TEMPO.CO, Jakarta - Aktivis lingkungan menilai tidak seimbangnya ekosistem di Jakarta dan daerah sekitarnya menyulut terjadinya banjir. "Sebelumnya, Ibu Kota banjir 5 tahun sekali. Namun, dalam beberapa tahun terakhir, banjir selalu datang setiap tahun," ujar Direktur Program Yayasan Keanekaragaman Hayati Indonesia (Kehati) Teguh Triono dalam siaran pers, Kamis, 12 Februari 2015.
Menurut dia, keanekaragaman hayati, dalam hal ini ekosistem, memiliki peran penting dalam menunjang keberadaan sebuah kota. Ekosistem menjamin ketersediaan pangan, regulasi air dan oksigen, perlindungan terhadap bencana alam, juga memberi fungsi rekreasi. "Perkembangan kota yang tidak tertata akan merusak komponen tersebut, yang pada akhirnya dapat berdampak negatif," kata Teguh.
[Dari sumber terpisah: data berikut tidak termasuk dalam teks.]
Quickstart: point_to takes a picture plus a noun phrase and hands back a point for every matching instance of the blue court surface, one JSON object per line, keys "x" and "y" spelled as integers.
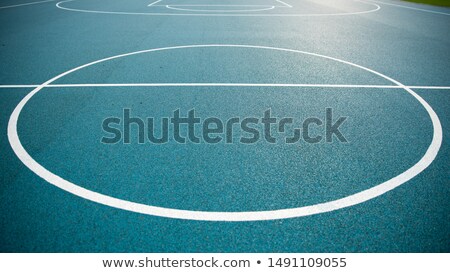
{"x": 360, "y": 87}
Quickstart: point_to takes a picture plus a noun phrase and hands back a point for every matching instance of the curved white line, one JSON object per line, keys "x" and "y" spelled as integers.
{"x": 175, "y": 7}
{"x": 412, "y": 8}
{"x": 348, "y": 201}
{"x": 59, "y": 5}
{"x": 26, "y": 4}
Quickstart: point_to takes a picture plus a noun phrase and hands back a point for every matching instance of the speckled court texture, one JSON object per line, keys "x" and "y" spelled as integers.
{"x": 384, "y": 65}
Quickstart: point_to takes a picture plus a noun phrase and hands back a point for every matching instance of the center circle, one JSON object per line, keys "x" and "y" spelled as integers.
{"x": 216, "y": 8}
{"x": 237, "y": 13}
{"x": 350, "y": 200}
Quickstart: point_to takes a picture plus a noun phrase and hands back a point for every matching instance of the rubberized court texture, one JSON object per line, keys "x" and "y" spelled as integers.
{"x": 382, "y": 67}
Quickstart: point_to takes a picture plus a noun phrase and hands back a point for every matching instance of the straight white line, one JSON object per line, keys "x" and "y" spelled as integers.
{"x": 156, "y": 2}
{"x": 281, "y": 2}
{"x": 224, "y": 85}
{"x": 407, "y": 7}
{"x": 26, "y": 4}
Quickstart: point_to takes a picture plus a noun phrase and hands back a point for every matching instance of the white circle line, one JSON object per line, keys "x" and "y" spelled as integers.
{"x": 348, "y": 201}
{"x": 377, "y": 7}
{"x": 176, "y": 7}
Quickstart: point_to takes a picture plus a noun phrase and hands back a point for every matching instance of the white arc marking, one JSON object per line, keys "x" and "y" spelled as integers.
{"x": 348, "y": 201}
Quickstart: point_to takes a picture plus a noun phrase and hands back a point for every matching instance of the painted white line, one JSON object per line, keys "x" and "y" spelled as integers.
{"x": 26, "y": 4}
{"x": 283, "y": 3}
{"x": 356, "y": 86}
{"x": 176, "y": 7}
{"x": 376, "y": 8}
{"x": 156, "y": 2}
{"x": 408, "y": 7}
{"x": 328, "y": 206}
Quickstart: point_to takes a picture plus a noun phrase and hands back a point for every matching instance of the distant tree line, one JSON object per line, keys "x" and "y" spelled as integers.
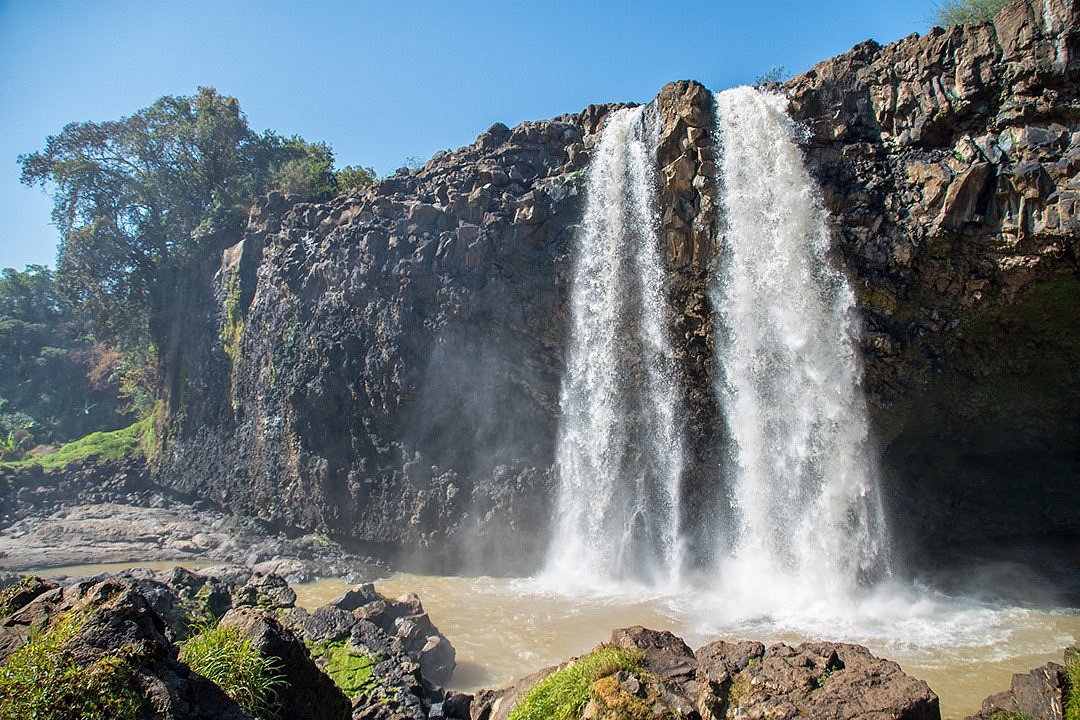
{"x": 144, "y": 204}
{"x": 957, "y": 12}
Penilaiannya mengacu pada minimnya ruang terbuka hijau (RTH) di Jakarta. Mengutip Undang-Undang Nomor 26 Tahun 2007, Teguh menyebutkan setiap kota harus menyediakan 30 persen dari total luas kota untuk ruang terbuka hijau. Keberadaan lahan terbuka dengan pohon diyakini manjur mencegah banjir.
Kajian dari Education in Nature menunjukkan rata-rata satu pohon dapat menyerap dan menyimpan 4.000 liter air setiap tahun. Bahkan pohon dengan tinggi 30 meter dan jumlah daun sekitar 200 ribu helai mampu menyerap hingga 44 ribu liter air per tahun. "Tapi saat ini luasan RTH di Jakarta hanya sekitar 10 persen, sehingga daya serap dan daya tampung air ekosistem di perkotaan tidak memadai."
Teguh meminta pemerintah tidak hanya berfokus pada infrastruktur dalam upaya penanganan banjir, seperti membangun sodetan Kali Ciliwung. "Harus dibarengi dengan perbaikan ekosistem di Jakarta dan daerah-daerah penunjang di sekitarnya," ujarnya. Perbaikan daerah aliran sungai, menambah ruang terbuka hijau, serta koordinasi dengan pemerintah Kota Depok dan Bogor untuk memperbaiki kawasan hulu sungai harus juga menjadi prioritas.
Teguh mengatakan pemerintah DKI Jakarta bisa mencontoh Kabupaten Bojonegoro yang memiliki program paving block. Bekerja sama dengan seluruh warganya, Pemerintah Kabupaten Bojonegoro mengganti aspal jalan yang sering rusak karena banjir dengan paving block. Hasilnya, air bisa lebih terserap dan jalan relatif tidak mudah rusak. Inspirasi lain datang dari Pemerintah Kota Surabaya, yang memanfaatkan sungai sebagai bagian taman kota. Pemerintah Surabaya memagari pinggir sungai sehingga tidak ada ruang bagi warga yang hendak membuang sampah ke sungai.
Basuki Rahmad, petugas Ekosistem Pesisir dan Pulau-Pulau Kecil Yayasan Kehati, mengatakan konservasi bambu di sepanjang daerah aliran Sungai Ciliwung bisa menjadi alternatif cara mencegah banjir dalam jangka panjang. "Jika pemerintah DKI Jakarta mengeluarkan larangan penggunaan styrofoam di restoran dan menggantinya dengan boks makanan dari bambu, warga sekitar Ciliwung akan bergairah menanam bambu. Sementara masyarakat mendapat penghasilan tambahan, daerah aliran sungai terlindungi," ujarnya.